Reflexión dominical XXVIII Domingo Ordinario, ciclo A
Escrito por Redacción / Visión TamaulipasDios nos quiere mucho ¡Y cómo podría no querernos, si él nos creó! Por eso nos invita a ser felices por siempre gozando de su amor[1]. Esto es lo que Jesús nos enseña a través de la parábola en la que nos habla del Reino de Dios como un banquete de bodas, donde él enjugará nuestras lágrimas y destruirá la muerte[2] ¡Qué gran esperanza! Esperanza, es lo que necesitamos todos para seguir adelante. Porque, ¿quién no tiene penas? ¿Quién no enfrenta dificultades? ¿Quién no quisiera vencer a la muerte? La esperanza es confianza en que el futuro será mejor.

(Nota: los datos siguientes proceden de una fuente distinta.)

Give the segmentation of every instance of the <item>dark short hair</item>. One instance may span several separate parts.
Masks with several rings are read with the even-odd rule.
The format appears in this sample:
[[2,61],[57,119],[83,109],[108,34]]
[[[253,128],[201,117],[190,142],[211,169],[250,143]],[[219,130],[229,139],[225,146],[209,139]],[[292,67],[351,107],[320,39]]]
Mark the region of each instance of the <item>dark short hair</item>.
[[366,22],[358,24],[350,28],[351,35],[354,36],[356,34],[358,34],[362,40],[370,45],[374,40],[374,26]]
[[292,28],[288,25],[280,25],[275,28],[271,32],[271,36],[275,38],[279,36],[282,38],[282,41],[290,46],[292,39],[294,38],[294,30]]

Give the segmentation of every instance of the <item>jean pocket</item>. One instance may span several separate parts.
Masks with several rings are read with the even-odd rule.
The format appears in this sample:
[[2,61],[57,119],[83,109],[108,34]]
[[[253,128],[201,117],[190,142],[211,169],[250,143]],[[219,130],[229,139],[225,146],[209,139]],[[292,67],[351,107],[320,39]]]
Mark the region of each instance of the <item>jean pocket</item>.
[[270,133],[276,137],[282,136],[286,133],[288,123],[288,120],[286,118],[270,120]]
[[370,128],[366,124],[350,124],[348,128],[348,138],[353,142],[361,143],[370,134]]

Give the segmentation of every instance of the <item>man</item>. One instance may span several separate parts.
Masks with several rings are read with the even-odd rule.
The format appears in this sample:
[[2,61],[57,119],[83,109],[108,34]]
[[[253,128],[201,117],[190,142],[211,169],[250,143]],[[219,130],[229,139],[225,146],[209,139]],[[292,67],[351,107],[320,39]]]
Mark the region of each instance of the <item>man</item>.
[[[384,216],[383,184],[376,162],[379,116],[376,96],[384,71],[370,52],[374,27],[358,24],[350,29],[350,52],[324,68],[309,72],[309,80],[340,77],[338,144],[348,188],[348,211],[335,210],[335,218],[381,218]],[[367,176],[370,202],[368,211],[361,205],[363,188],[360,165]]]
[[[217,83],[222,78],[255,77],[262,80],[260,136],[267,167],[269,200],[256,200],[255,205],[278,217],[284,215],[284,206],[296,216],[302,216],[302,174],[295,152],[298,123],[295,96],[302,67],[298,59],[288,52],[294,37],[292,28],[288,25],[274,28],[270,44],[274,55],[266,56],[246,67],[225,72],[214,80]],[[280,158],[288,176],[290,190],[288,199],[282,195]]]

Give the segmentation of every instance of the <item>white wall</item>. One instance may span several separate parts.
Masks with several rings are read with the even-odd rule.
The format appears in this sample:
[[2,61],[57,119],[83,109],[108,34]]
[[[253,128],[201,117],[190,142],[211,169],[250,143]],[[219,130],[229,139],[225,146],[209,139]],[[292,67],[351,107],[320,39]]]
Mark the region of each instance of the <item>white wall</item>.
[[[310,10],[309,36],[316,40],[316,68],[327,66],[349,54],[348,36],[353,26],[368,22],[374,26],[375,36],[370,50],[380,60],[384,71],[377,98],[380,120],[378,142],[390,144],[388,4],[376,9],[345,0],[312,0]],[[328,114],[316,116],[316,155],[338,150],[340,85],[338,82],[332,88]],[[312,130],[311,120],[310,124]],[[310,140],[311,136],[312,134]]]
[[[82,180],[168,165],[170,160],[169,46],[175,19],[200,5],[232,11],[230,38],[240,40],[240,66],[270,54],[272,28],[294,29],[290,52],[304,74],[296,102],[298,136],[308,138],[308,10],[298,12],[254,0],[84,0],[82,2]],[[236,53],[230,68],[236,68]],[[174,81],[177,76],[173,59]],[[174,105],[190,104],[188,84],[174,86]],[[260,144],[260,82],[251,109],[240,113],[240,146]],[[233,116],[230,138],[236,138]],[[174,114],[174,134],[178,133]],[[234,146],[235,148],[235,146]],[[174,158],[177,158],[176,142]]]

Por eso el Papa dice que la esperanza mantiene la vida[3]. Y esa esperanza nos la da Jesús, que ha venido a rescatarnos del pecado, a reunirnos en su Iglesia, a comunicarnos su Espíritu y a hacernos hijos de Dios, ¡partícipes de su vida plena y eterna! Y por si fuera poco, él mismo nos conduce para que alcancemos esa dicha sin final[4]. Sin embargo, a veces no le hacemos caso. Preferimos, como dice el Papa, apoltronarnos en el sillón de las ganancias, de los placeres, de algún hobby. Entonces el corazón no se dilata, sino que se cierra. Y como todo depende del yo –de lo que me parece, de lo que me sirve, de lo que quiero– se reacciona de mala manera, como los invitados en el Evangelio, que maltrataron a quienes llevaban la invitación, sólo porque los incomodaban[5]. Por eso hoy se maltrata a los que proclaman la verdad de Dios, y defienden la vida, la dignidad, los derechos y los deberes humanos. Y así el mundo se vuelve oscuro. La gente se siente sola, sinsentido y desesperanzada. Porque cuando desconfiamos de Dios nos sucede lo que al mosquito al que su mamá le advertía: “Vuela con cuidado, porque hay muchos peligros”. Pero éste le respondía: “No es cierto. Cuando salgo toda la gente me aplaude!” ¡El mosquito no se daba cuenta que la gente trataba de matarlo! Dios, que nunca deja de amarnos, no se resigna, sino que nos sigue invitando al banquete de la vida verdadera. Ojalá le hagamos caso y nos demos la oportunidad de participar en el banquete de su amor sin final, vistiendo el traje de fiesta, que, como recuerda san Gregorio, es el amor[6]. Ese es el traje que debemos vestir cada día, en casa, la escuela, el trabajo, la parroquia, la comunidad: el amor, que es saber comprender, ser pacientes, justos, serviciales, perdonar las ofensas y pedir perdón a los que ofendemos. ¿Qué cuesta trabajo? Sí. Pero, como dice san Pablo, todo lo podemos unidos a aquel que nos da fuerza[7]. Como los mártires de Tlaxcala, canonizados hoy por el Papa, permanezcamos unidos a Jesús escuchando su Palabra, recibiendo sus sacramentos, conversando con él en la oración, y él nos ayudará a vestir el traje del amor a Dios y al prójimo, que hará nuestra vida feliz en esta tierra y felicísima por siempre en el cielo.